Go to Hepatitis B Foundation home page

16. What are the AASLD Practice Guidelines for treatment of chronic hepatitis B?

General management and counseling- this comes from Anna Lok at the University of Michigan and Brian McMahon who’s in Alaska and they’ve published a guideline that was just updated a couple of months ago and what they recommend are some common sense things. These are not evidence based, we can’t prove you ought to do this, but it just makes good sense to physicians. You ought to see carriers on a regular basis, and we think every six months is a reasonable interval for follow-up. The tests that we do routinely are the liver enzymes, the ALT and AST, alpha fetoprotein, and imaging. If the patient is an inactive carrier, that’s all we do. If the enzymes increase, then we have to re-evaluate what’s going on, something has changed. If they have chronic hepatitis B though and the ALT is elevated, then we follow with a CBC. Now why a complete blood count?

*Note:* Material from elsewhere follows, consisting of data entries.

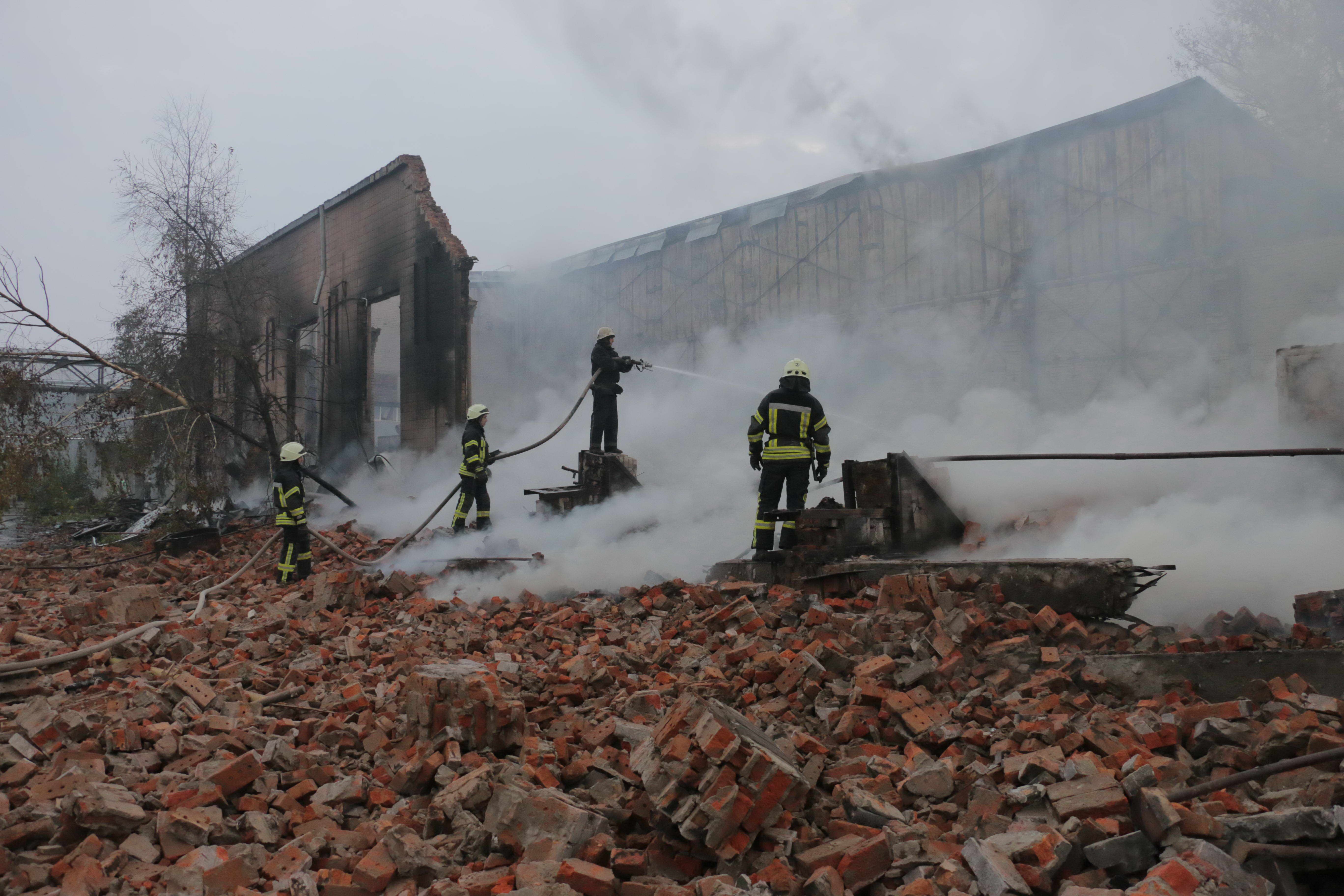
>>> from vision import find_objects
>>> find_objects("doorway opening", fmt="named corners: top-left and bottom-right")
top-left (368, 295), bottom-right (402, 451)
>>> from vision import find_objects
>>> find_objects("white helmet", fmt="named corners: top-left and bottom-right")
top-left (280, 442), bottom-right (308, 461)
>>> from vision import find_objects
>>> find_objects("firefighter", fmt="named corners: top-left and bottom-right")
top-left (453, 404), bottom-right (499, 535)
top-left (271, 442), bottom-right (313, 584)
top-left (589, 326), bottom-right (634, 454)
top-left (747, 357), bottom-right (831, 560)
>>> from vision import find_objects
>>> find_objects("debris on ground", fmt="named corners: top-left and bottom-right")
top-left (0, 524), bottom-right (1344, 896)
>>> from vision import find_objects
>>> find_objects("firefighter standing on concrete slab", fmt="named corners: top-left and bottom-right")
top-left (747, 357), bottom-right (831, 560)
top-left (453, 404), bottom-right (499, 533)
top-left (270, 442), bottom-right (313, 584)
top-left (589, 326), bottom-right (634, 454)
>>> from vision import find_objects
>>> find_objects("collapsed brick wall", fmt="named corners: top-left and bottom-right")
top-left (0, 525), bottom-right (1344, 896)
top-left (223, 156), bottom-right (473, 455)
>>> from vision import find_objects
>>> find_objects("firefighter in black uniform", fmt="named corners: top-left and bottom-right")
top-left (270, 442), bottom-right (313, 584)
top-left (747, 357), bottom-right (831, 560)
top-left (589, 326), bottom-right (634, 454)
top-left (453, 404), bottom-right (499, 533)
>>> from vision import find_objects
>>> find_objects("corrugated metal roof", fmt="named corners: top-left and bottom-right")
top-left (550, 78), bottom-right (1254, 274)
top-left (749, 196), bottom-right (789, 227)
top-left (686, 215), bottom-right (723, 243)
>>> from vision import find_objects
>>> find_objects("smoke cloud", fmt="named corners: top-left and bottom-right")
top-left (309, 293), bottom-right (1344, 623)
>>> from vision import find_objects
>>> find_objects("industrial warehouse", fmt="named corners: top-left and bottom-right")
top-left (0, 7), bottom-right (1344, 896)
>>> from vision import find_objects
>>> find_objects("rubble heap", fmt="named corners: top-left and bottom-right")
top-left (0, 528), bottom-right (1344, 896)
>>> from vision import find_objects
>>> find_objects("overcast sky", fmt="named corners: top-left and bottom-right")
top-left (0, 0), bottom-right (1205, 337)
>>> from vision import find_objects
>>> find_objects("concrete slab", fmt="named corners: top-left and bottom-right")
top-left (710, 552), bottom-right (1162, 618)
top-left (1087, 647), bottom-right (1344, 702)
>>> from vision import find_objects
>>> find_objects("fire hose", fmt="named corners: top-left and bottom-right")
top-left (313, 371), bottom-right (601, 567)
top-left (0, 373), bottom-right (598, 674)
top-left (0, 532), bottom-right (280, 674)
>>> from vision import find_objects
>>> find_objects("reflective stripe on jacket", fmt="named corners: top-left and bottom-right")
top-left (270, 461), bottom-right (308, 525)
top-left (747, 376), bottom-right (831, 463)
top-left (457, 420), bottom-right (490, 477)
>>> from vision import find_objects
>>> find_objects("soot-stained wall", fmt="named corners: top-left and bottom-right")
top-left (239, 156), bottom-right (475, 458)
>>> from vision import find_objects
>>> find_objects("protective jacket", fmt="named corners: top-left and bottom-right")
top-left (270, 461), bottom-right (308, 525)
top-left (747, 376), bottom-right (831, 466)
top-left (457, 420), bottom-right (490, 477)
top-left (590, 338), bottom-right (634, 395)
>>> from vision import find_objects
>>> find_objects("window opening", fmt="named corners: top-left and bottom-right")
top-left (294, 320), bottom-right (322, 447)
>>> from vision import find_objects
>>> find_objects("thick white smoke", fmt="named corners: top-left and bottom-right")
top-left (309, 306), bottom-right (1344, 622)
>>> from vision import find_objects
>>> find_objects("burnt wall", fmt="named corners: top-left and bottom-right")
top-left (480, 79), bottom-right (1344, 408)
top-left (239, 156), bottom-right (475, 457)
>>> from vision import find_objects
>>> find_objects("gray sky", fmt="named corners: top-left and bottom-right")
top-left (0, 0), bottom-right (1205, 337)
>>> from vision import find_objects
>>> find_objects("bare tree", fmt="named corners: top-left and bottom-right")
top-left (1172, 0), bottom-right (1344, 183)
top-left (116, 99), bottom-right (293, 501)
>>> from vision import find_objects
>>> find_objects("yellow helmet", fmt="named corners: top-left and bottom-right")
top-left (280, 442), bottom-right (308, 461)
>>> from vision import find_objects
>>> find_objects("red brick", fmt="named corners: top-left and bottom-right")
top-left (555, 858), bottom-right (616, 896)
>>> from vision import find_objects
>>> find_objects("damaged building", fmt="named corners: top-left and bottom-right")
top-left (476, 78), bottom-right (1344, 408)
top-left (195, 156), bottom-right (476, 459)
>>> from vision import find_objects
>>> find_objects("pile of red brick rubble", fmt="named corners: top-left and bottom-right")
top-left (0, 531), bottom-right (1344, 896)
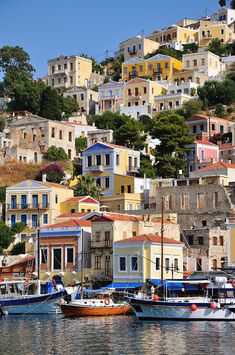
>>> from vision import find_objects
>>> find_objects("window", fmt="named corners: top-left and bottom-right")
top-left (119, 256), bottom-right (126, 271)
top-left (155, 257), bottom-right (160, 271)
top-left (43, 213), bottom-right (48, 224)
top-left (116, 154), bottom-right (120, 166)
top-left (32, 214), bottom-right (38, 228)
top-left (105, 154), bottom-right (110, 166)
top-left (197, 192), bottom-right (206, 209)
top-left (66, 247), bottom-right (74, 263)
top-left (87, 155), bottom-right (92, 166)
top-left (95, 231), bottom-right (100, 242)
top-left (40, 248), bottom-right (48, 264)
top-left (95, 255), bottom-right (101, 270)
top-left (131, 256), bottom-right (139, 271)
top-left (165, 258), bottom-right (170, 272)
top-left (104, 231), bottom-right (111, 247)
top-left (198, 237), bottom-right (204, 245)
top-left (104, 177), bottom-right (110, 189)
top-left (219, 235), bottom-right (224, 246)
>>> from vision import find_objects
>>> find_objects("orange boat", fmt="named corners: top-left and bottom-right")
top-left (60, 298), bottom-right (131, 317)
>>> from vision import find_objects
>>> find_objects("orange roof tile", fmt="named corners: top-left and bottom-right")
top-left (41, 219), bottom-right (91, 229)
top-left (116, 234), bottom-right (184, 245)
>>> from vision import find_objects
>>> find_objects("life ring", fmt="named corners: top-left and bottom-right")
top-left (24, 280), bottom-right (29, 286)
top-left (104, 298), bottom-right (110, 306)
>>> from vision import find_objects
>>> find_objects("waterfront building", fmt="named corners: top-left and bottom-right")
top-left (148, 25), bottom-right (198, 51)
top-left (113, 234), bottom-right (184, 284)
top-left (60, 196), bottom-right (100, 213)
top-left (5, 180), bottom-right (73, 241)
top-left (122, 54), bottom-right (182, 81)
top-left (182, 51), bottom-right (222, 77)
top-left (119, 35), bottom-right (159, 61)
top-left (40, 219), bottom-right (91, 285)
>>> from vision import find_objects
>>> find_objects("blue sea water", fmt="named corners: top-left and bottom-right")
top-left (0, 315), bottom-right (235, 355)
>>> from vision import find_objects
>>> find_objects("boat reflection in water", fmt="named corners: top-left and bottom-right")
top-left (130, 277), bottom-right (235, 321)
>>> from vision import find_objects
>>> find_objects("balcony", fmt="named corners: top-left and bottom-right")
top-left (127, 166), bottom-right (139, 173)
top-left (7, 203), bottom-right (50, 211)
top-left (90, 165), bottom-right (104, 172)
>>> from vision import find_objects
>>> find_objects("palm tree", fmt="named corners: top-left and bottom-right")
top-left (74, 174), bottom-right (102, 200)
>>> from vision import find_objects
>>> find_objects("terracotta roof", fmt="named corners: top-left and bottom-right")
top-left (186, 115), bottom-right (231, 122)
top-left (219, 145), bottom-right (235, 150)
top-left (41, 219), bottom-right (91, 229)
top-left (64, 196), bottom-right (99, 204)
top-left (196, 162), bottom-right (235, 171)
top-left (116, 234), bottom-right (184, 245)
top-left (193, 139), bottom-right (218, 147)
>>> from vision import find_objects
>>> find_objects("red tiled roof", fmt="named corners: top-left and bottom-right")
top-left (193, 139), bottom-right (218, 147)
top-left (64, 196), bottom-right (99, 204)
top-left (116, 234), bottom-right (184, 245)
top-left (196, 162), bottom-right (235, 171)
top-left (41, 219), bottom-right (91, 229)
top-left (219, 145), bottom-right (235, 150)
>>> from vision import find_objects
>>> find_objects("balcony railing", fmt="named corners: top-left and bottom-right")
top-left (7, 203), bottom-right (50, 210)
top-left (90, 165), bottom-right (104, 171)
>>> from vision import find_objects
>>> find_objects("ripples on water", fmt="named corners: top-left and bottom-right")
top-left (0, 315), bottom-right (235, 355)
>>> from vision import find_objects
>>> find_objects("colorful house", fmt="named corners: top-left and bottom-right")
top-left (6, 180), bottom-right (73, 240)
top-left (60, 196), bottom-right (100, 213)
top-left (39, 220), bottom-right (91, 285)
top-left (122, 54), bottom-right (182, 81)
top-left (113, 234), bottom-right (184, 283)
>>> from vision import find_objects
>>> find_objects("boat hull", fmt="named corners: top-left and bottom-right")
top-left (60, 304), bottom-right (131, 317)
top-left (0, 291), bottom-right (64, 314)
top-left (131, 299), bottom-right (235, 321)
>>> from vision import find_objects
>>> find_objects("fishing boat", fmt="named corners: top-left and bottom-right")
top-left (59, 290), bottom-right (131, 317)
top-left (0, 280), bottom-right (64, 314)
top-left (129, 277), bottom-right (235, 321)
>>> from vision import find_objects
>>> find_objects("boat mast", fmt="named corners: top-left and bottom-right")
top-left (161, 196), bottom-right (164, 284)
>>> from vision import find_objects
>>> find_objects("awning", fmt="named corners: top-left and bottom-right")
top-left (105, 282), bottom-right (144, 290)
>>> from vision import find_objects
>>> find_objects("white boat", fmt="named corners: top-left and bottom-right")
top-left (0, 280), bottom-right (64, 314)
top-left (129, 277), bottom-right (235, 321)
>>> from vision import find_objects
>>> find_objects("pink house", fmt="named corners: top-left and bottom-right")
top-left (186, 140), bottom-right (219, 172)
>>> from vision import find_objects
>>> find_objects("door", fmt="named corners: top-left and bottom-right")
top-left (52, 248), bottom-right (62, 270)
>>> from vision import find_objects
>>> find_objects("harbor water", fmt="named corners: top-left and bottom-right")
top-left (0, 315), bottom-right (235, 355)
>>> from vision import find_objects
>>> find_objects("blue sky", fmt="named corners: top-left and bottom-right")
top-left (0, 0), bottom-right (218, 77)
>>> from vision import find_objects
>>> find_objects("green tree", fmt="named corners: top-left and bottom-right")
top-left (151, 112), bottom-right (193, 177)
top-left (139, 154), bottom-right (156, 179)
top-left (62, 96), bottom-right (79, 117)
top-left (40, 86), bottom-right (62, 121)
top-left (75, 137), bottom-right (87, 154)
top-left (43, 145), bottom-right (68, 161)
top-left (74, 174), bottom-right (102, 200)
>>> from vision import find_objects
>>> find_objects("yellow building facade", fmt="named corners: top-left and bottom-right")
top-left (113, 234), bottom-right (184, 282)
top-left (6, 180), bottom-right (73, 240)
top-left (122, 54), bottom-right (182, 81)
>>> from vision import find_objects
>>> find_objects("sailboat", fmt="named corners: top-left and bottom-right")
top-left (59, 233), bottom-right (131, 317)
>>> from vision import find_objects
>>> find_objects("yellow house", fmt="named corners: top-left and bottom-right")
top-left (60, 196), bottom-right (100, 214)
top-left (148, 25), bottom-right (198, 50)
top-left (6, 180), bottom-right (73, 240)
top-left (198, 21), bottom-right (234, 47)
top-left (113, 234), bottom-right (184, 283)
top-left (122, 54), bottom-right (182, 81)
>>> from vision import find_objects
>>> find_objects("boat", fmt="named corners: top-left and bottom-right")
top-left (129, 277), bottom-right (235, 321)
top-left (59, 290), bottom-right (131, 317)
top-left (0, 280), bottom-right (64, 314)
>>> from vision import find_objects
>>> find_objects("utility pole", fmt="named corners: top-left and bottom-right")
top-left (161, 196), bottom-right (165, 284)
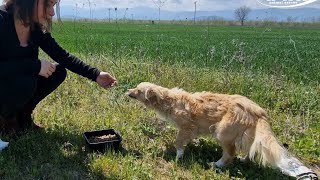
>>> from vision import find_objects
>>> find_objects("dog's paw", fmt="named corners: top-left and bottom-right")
top-left (214, 159), bottom-right (226, 168)
top-left (0, 140), bottom-right (9, 151)
top-left (176, 149), bottom-right (184, 159)
top-left (239, 156), bottom-right (250, 163)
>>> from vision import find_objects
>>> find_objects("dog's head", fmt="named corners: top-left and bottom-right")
top-left (126, 82), bottom-right (162, 106)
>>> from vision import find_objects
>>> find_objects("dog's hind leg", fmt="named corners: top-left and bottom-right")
top-left (215, 141), bottom-right (236, 167)
top-left (214, 121), bottom-right (237, 167)
top-left (175, 127), bottom-right (197, 160)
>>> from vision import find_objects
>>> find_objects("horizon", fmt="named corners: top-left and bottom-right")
top-left (60, 0), bottom-right (320, 12)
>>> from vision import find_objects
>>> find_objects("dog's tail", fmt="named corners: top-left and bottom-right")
top-left (249, 118), bottom-right (288, 167)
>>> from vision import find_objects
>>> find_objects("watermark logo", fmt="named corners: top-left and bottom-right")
top-left (257, 0), bottom-right (317, 8)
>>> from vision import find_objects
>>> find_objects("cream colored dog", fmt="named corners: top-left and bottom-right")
top-left (127, 82), bottom-right (285, 167)
top-left (127, 82), bottom-right (314, 179)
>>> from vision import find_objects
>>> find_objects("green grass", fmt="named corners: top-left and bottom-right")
top-left (0, 22), bottom-right (320, 179)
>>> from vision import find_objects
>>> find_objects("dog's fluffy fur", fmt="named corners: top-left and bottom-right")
top-left (127, 82), bottom-right (287, 167)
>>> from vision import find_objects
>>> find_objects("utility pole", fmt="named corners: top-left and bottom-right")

That’s the hemoglobin, hematocrit, white count and platelets count. Well because we know that if you’re developing scar tissue in the liver, fibrosis, that’s going to make your spleen become more active and that’s going to lower your platelets count. So we get concerned if we see a gradually falling platelets count. In our world of hepatology, in liver practices, we call the platelets count, a poor man’s liver biopsy. Because if the platelets count falls, we know there is developing hepatic fibrosis. We monitor that, as well as the liver function tests and we measure regularly the e-antigen and e-antibody.